The City’s takeover of development and operation of Brooklyn Bridge Park was widely hailed as a way to move the project forward and, perhaps, to find ways to fund park maintenance without relying on revenue from on-site housing and commercial operations. However, critics of these sources of funding are finding little comfort in the City’s plans for a new park operating entity.
The Brooklyn Paper: Meet the new operating “entity” for Brooklyn Bridge Park — same as the old operating “entity” for Brooklyn Bridge Park.
That was the over-riding message delivered by critics of the city’s takeover plan for the $350-million waterfront development, which replaces the state’s development agency with a new city entity that will continue to build the greenspace and residential component without public input.
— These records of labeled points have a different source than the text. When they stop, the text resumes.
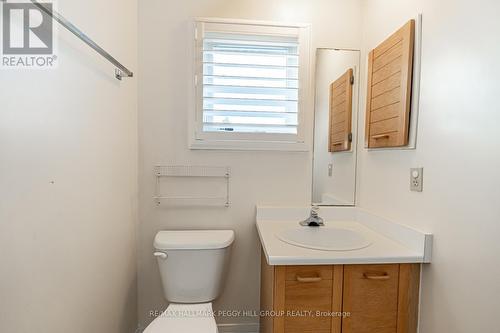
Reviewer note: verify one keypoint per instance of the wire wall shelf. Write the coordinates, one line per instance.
(162, 171)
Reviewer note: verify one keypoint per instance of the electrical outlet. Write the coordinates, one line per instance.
(416, 179)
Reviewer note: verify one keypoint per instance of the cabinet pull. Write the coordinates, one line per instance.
(379, 277)
(380, 136)
(309, 279)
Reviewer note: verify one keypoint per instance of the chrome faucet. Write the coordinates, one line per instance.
(313, 220)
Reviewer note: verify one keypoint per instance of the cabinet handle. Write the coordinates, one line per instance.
(309, 279)
(379, 277)
(380, 136)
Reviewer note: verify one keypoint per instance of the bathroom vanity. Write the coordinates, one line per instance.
(373, 289)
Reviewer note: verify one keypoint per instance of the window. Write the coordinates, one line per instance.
(252, 82)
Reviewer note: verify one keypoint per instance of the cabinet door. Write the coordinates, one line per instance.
(390, 69)
(371, 297)
(341, 113)
(306, 295)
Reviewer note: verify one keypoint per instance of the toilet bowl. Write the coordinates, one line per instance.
(192, 269)
(185, 318)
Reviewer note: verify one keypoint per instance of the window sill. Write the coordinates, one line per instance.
(249, 145)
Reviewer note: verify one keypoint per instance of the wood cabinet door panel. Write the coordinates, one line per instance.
(371, 297)
(390, 74)
(341, 113)
(303, 301)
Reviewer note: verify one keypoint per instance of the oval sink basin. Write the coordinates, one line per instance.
(324, 238)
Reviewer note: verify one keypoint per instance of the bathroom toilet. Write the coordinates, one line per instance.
(192, 268)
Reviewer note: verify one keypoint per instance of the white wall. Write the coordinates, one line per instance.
(68, 175)
(258, 177)
(459, 146)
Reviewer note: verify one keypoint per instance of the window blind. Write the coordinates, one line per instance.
(250, 83)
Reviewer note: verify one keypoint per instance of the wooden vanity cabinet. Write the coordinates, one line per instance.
(311, 299)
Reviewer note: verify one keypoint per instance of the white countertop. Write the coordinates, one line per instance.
(386, 246)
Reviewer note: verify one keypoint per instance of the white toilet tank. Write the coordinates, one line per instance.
(193, 263)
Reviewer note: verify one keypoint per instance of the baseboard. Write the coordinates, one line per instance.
(238, 328)
(229, 328)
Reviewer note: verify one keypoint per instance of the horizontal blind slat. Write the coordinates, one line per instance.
(250, 84)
Roy Sloane, identified in the Brooklyn Paper article as a member of the Cobble Hill Association, is quoted as saying at a hearing yesterday evening that he is “at a loss to find one way in which the public benefits by [the plan].” Sloane’s wife, Judi Francis, identified as president of the Brooklyn Bridge Park Defense Fund, is quoted as observing that the complex structure of the City’s operating entity “is designed…to keep the public out”. However, State Senator Daniel Squadron was more sanguine about the new entity’s prospects. He noted that, while he understands concern about the entity’s responsiveness to public input, he belives that the inclusion of representatives of elected officials (Squadron, Assembly Member Joan Millman and City Council Member Steve Levin will be represented on the entity’s board) will make it more open and transparent.